What’s this service?

While this delivery service system is still at a nascent stage in India, the idea has picked up in the United States of America and other parts of the world. So, how does this really work?


Top-notch brands and ecommerce companies cater to niche markets by offering curated new clothes and other retail products to customers, depending on their personal preferences. There is also an element of surprise attached with the box. Some companies provide pre-assembled hampers instead of asking customers to select their own products, eliminating decision fatigue in the process.


The reason this box service is catching up is because shipments are sent each month to customers, or as per the policies employed by individual retail companies. This provides customers the thrill of opening the package, just like on any special occasion. Generally, prices of each packaged box range from US$ 10 to US$ 100, which roughly translates to Rs 645 to Rs 6,450.


Darby Smart, a US-based online subscription box company, offers do-it-yourself (DIY) kits assembled by a huge community of designers, giving an option of mixing latest fashion with home trends on fingertips. Customers have to go through a string of instructions provided under the DIY project, which gives them their own sense of personal fashion style. According to Fortune, Darby Smart has 2,000 designers and attracts 100,000 unique monthly visitors. Some other online companies that are part of the $ 29 billion craft supplies industry are Whimsy box, For the Makers and Brit + Co.


Threat to tradition department stores

While boxed subscription services don’t pose a major threat to traditional retailers, the solution could be seen as a viable option offered by departmental stores. “This [box service] is definitely supplemental, not a replacement for [traditional retail],” says Nikki Baird, managing partner at Retail Systems Research (RSR). “[As a retailer] why go to the hassle of having someone schedule time and take up prime shopping hours, when you could just deliver it to their house and let them try things on at their leisure?” she added.


Luxury brands explore

Time was when a top movie star introduced a luxury fashion trend, and viewers would be in awe about the clothing line. Times have changed. Now, with people having a high disposable income, combined with the expansive use of social media, both the factors have pushed the luxury fashion industry to change its course and become more accessible to the wider, global range of customers. Also, the luxury industry used to have a tighter control of brand image, but as the social media buzz sprang up around the world, they have become more susceptible to customers’ voices, trends, opinions and overall outlook. Customers are now controlling online dialogue.


Social media, a threat to luxury brands?

With the advent of social media, we have seen the rise of influencers in different industries who, despite being unknown to the celebrity world, have a swath of followers interested in their reviews of products. This has also given customers confidence of discussing, and even criticising top-notch luxury fashion brands on well-known social platforms with greater outreach, which really sway the choices of their peers who are expecting to buy those brands.
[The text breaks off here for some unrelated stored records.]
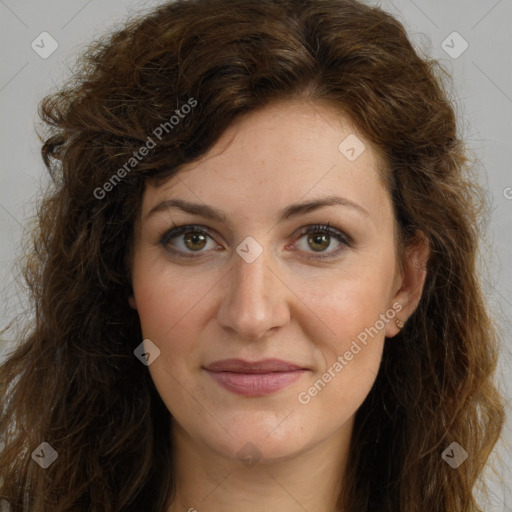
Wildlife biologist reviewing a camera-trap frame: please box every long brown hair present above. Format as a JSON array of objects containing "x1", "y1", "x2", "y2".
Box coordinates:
[{"x1": 0, "y1": 0, "x2": 505, "y2": 510}]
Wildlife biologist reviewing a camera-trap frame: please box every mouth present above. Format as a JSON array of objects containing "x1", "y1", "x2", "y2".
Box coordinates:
[{"x1": 203, "y1": 358, "x2": 309, "y2": 397}]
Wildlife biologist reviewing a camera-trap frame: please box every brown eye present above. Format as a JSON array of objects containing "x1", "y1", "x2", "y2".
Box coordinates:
[
  {"x1": 159, "y1": 225, "x2": 217, "y2": 258},
  {"x1": 183, "y1": 232, "x2": 208, "y2": 251},
  {"x1": 307, "y1": 232, "x2": 331, "y2": 252},
  {"x1": 293, "y1": 224, "x2": 352, "y2": 260}
]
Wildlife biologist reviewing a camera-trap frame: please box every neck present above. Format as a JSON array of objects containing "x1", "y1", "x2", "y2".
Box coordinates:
[{"x1": 166, "y1": 418, "x2": 353, "y2": 512}]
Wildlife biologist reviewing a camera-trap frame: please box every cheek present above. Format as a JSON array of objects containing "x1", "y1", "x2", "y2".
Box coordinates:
[
  {"x1": 305, "y1": 284, "x2": 387, "y2": 375},
  {"x1": 131, "y1": 252, "x2": 214, "y2": 340},
  {"x1": 295, "y1": 257, "x2": 395, "y2": 354},
  {"x1": 131, "y1": 271, "x2": 209, "y2": 419},
  {"x1": 291, "y1": 258, "x2": 394, "y2": 408},
  {"x1": 292, "y1": 290, "x2": 387, "y2": 432},
  {"x1": 130, "y1": 260, "x2": 219, "y2": 398}
]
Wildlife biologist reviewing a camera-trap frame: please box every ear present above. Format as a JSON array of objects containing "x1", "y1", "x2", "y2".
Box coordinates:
[{"x1": 385, "y1": 230, "x2": 430, "y2": 338}]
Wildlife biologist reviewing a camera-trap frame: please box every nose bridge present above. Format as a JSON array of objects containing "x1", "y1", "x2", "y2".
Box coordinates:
[{"x1": 217, "y1": 239, "x2": 289, "y2": 339}]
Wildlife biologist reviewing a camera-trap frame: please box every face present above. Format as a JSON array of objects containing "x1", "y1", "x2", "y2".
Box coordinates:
[{"x1": 129, "y1": 100, "x2": 412, "y2": 463}]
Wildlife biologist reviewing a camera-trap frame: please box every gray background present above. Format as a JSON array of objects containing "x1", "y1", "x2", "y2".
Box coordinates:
[{"x1": 0, "y1": 0, "x2": 510, "y2": 509}]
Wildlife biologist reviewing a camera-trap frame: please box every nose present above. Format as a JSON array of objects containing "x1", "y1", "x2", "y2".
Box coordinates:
[{"x1": 216, "y1": 242, "x2": 291, "y2": 341}]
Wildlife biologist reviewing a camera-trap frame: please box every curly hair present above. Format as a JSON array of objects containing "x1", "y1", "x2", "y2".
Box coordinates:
[{"x1": 0, "y1": 0, "x2": 505, "y2": 510}]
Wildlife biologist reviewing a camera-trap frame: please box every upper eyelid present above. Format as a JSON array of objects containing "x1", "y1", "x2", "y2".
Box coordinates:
[{"x1": 162, "y1": 223, "x2": 347, "y2": 237}]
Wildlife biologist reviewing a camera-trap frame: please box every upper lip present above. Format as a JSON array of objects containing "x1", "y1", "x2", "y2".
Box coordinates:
[{"x1": 204, "y1": 358, "x2": 306, "y2": 373}]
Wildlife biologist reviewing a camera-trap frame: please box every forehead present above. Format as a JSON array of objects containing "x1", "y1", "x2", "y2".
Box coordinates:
[{"x1": 140, "y1": 100, "x2": 392, "y2": 225}]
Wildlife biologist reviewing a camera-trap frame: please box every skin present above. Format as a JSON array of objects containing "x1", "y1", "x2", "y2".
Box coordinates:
[{"x1": 129, "y1": 99, "x2": 429, "y2": 512}]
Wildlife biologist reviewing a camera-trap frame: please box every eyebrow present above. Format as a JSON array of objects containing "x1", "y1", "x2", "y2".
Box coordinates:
[{"x1": 144, "y1": 195, "x2": 369, "y2": 226}]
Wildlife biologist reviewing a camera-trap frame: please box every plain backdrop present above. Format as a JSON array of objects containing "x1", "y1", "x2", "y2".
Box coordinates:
[{"x1": 0, "y1": 0, "x2": 511, "y2": 509}]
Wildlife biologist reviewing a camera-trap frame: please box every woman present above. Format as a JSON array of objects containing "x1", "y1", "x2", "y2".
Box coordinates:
[{"x1": 0, "y1": 0, "x2": 505, "y2": 510}]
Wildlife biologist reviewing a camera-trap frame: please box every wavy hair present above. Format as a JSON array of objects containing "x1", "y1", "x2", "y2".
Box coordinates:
[{"x1": 0, "y1": 0, "x2": 505, "y2": 510}]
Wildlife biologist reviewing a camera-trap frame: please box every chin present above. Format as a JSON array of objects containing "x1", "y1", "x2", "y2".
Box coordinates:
[{"x1": 200, "y1": 413, "x2": 318, "y2": 464}]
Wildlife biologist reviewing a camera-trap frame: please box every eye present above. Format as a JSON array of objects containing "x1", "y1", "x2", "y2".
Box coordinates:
[
  {"x1": 159, "y1": 225, "x2": 220, "y2": 258},
  {"x1": 291, "y1": 223, "x2": 352, "y2": 260},
  {"x1": 158, "y1": 222, "x2": 352, "y2": 260}
]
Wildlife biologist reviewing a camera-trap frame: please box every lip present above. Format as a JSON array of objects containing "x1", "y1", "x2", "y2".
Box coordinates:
[{"x1": 204, "y1": 358, "x2": 308, "y2": 397}]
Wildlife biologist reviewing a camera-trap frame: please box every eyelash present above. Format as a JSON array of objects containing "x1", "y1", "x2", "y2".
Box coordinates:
[{"x1": 158, "y1": 223, "x2": 353, "y2": 260}]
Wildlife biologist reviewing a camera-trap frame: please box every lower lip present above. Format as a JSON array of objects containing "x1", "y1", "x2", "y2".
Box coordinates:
[{"x1": 205, "y1": 369, "x2": 307, "y2": 396}]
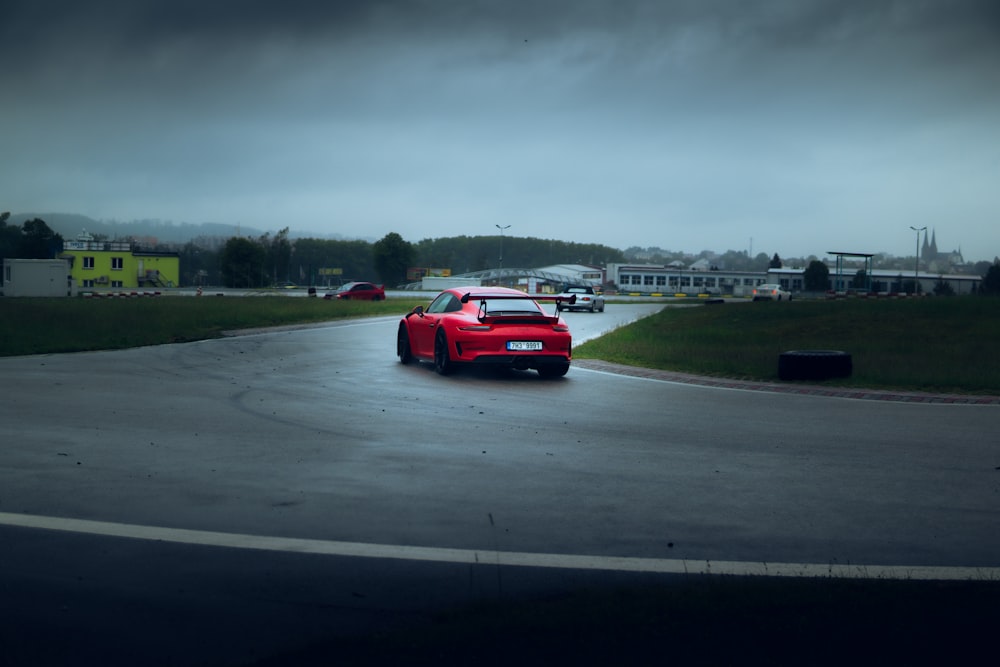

According to a Deloitte report, the social media has levelled the playing field, “putting more power in the hands of consumer with a platform that enables them to shop on their terms, when and where they want, while providing price transparency.”


The report states that increased available information about brands has boosted expectations of customers regarding price and value, which severely undermines exclusivity. Elizabeth Canon, founder and president of Fashion’s Collective, said that luxury brands have been scrutinising the likely impacts of social media. “Should a luxury brand have a Facebook page? How should they collaborate with bloggers? How should brands translate their offline store experience to an immersive web store?” Canon said.


The other side of social media

While the reach of customers around the world has increased due to the presence of social media, luxury brands can use the same channels to roll out new products globally. This can instantly quench the desires of customers, who earlier had to wait for fashion lines to arrive on their market scene. For example, Instagram, which is fully loaded with visuals, makes the social app a great place for luxury brands.


According to the Deloitte report, luxury brand Michael Kors first used Instagram in 2013, and that brand saw its followers increase 16 times. Louis Vuitton, Gucci and Nike all have profiles on Instagram with millions of followers. Other brands that have quickly adapted to use the internet and build social media presence are Coach, Kate Spade and Tory Burch. Also, social media can work in favour of luxury brands, as customers are compelled to share a brand’s news with others through online platforms or word of mouth, which ultimately results into evangelism of the brand. Another reason social media cannot be ignored is that people who use social platforms are also inclined to online shopping and luxury brands have to be part of this global phenomenon for future growth and survival.